U.S. Offers Food Aid to N. Korea
Thursday, June 23, 2005
The Bush administration announced yesterday that it will donate 50,000 tons of food to North Korea, just days after the reclusive state indicated a willingness to return to regional talks over its nuclear program.
The White House said the aid is a humanitarian gesture unrelated to the political climate or the potential for renewed talks. At the same time, officials declined to comment on revelations yesterday that the administration received an overture from North Korean leader Kim Jong Il in November 2002, in which he said he wanted to resolve a budding nuclear crisis between the two countries.
President Bush has struggled without success to roll back significant nuclear advances in North Korea, which is judged by the intelligence community to have the ability to make as many as eight nuclear devices. Regional talks to address the issue have been on hold for a year because of the North's refusal to continue attending meetings that have yielded few results.
White House officials have said that the talks, which include China, South Korea, Japan and Russia, are the best way forward and that the United States will not offer incentives or negotiate directly with Pyongyang until it decides to dismantle its nuclear program.
That stance has drawn criticism from some former U.S. officials and experts, who worry that it has done little to curb the danger posed by North Korea's arsenal. They have urged the White House to soften its anti-Pyongyang rhetoric and provide assurances to the North that it does not plan to attack.

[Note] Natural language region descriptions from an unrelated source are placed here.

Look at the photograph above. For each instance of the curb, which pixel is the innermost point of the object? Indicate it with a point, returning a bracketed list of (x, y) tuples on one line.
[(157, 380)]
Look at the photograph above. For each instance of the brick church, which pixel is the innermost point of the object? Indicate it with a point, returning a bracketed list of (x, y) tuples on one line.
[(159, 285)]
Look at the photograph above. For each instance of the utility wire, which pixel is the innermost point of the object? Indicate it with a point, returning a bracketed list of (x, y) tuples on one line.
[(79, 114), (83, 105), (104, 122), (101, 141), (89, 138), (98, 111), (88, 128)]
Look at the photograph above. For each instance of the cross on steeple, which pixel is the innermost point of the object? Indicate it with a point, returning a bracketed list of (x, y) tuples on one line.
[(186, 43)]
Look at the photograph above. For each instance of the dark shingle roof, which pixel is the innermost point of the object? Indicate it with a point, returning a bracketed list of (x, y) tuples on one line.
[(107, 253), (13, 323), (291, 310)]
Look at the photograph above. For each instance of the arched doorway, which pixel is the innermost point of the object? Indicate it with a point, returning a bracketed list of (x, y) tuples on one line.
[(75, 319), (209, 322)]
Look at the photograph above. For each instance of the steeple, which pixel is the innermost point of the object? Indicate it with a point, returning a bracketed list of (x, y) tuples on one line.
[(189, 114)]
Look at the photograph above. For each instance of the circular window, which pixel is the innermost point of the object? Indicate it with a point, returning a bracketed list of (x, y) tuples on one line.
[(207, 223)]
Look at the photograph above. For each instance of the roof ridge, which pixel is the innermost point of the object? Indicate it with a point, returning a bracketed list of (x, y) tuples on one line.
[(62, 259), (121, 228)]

Yesterday, Donald P. Gregg, who served as ambassador to South Korea under President George H.W. Bush, and Don Oberdorfer, a former Washington Post reporter and now journalist-in-residence at the School of Advanced International Studies at Johns Hopkins University, revealed in an opinion piece in The Post that they had delivered a message in late 2002 from Kim to the White House.
"If the United States recognizes our sovereignty and assures non-aggression, it is our view that we should be able to find a way to resolve the nuclear issue in compliance with the demands of a new century," Kim wrote in the secret note. "If the United States makes a bold decision, we will respond accordingly."
Kim's note came one month after the White House confronted North Korea over a secret uranium- enrichment facility it had built in violation of an agreement Pyongyang had signed to halt its nuclear activities.
Gregg and Oberdorfer reprinted excerpts from the message in their article yesterday, in which they urged the administration to negotiate directly with North Korea.
They said in interviews yesterday that they gave the 2002 message from Kim to Stephen J. Hadley, then deputy national security adviser. They said Hadley reacted negatively to the message, saying the United States did not want to reward North Korea's bad behavior. But Hadley promised to take the issue up with Condoleezza Rice, whom he later succeeded as national security adviser, and with the president, they said.
Gregg and Oberdorfer recalled they had also discussed the offer with Richard L. Armitage, then deputy secretary of state. "Rich assured us it was being taken seriously," Oberdorfer said.
A week after the message was delivered, the administration decided to cut off critical shipments of fuel oil to the country.
White House spokesman Scott McClellan would not comment on Kim's message yesterday, saying he was "not interested in going back and plowing old ground." J. Adam Ereli, a State Department spokesman, said the revelations are irrelevant: "Our focus, frankly, is on getting six-party talks restarted and engaging substantively on it."
Both spokesmen went on to discuss the food aid, which will be provided through the United Nations World Food Program.
"It is a humanitarian act based on need, and not based on political considerations and not linked to six-party talks," Ereli said.
Last week, Kim told a South Korean official he would return to the six-party talks next month if the United States is prepared to respect his country as an equal partner. He indicated a willingness to negotiate the elimination of his nuclear weapons program and would allow U.N. nuclear monitors, expelled in December 2002, to return once the nuclear talks conclude.
Oberdorfer and Gregg said they decided to go public with the 2002 message as a way of encouraging the White House to take advantage of the current offer.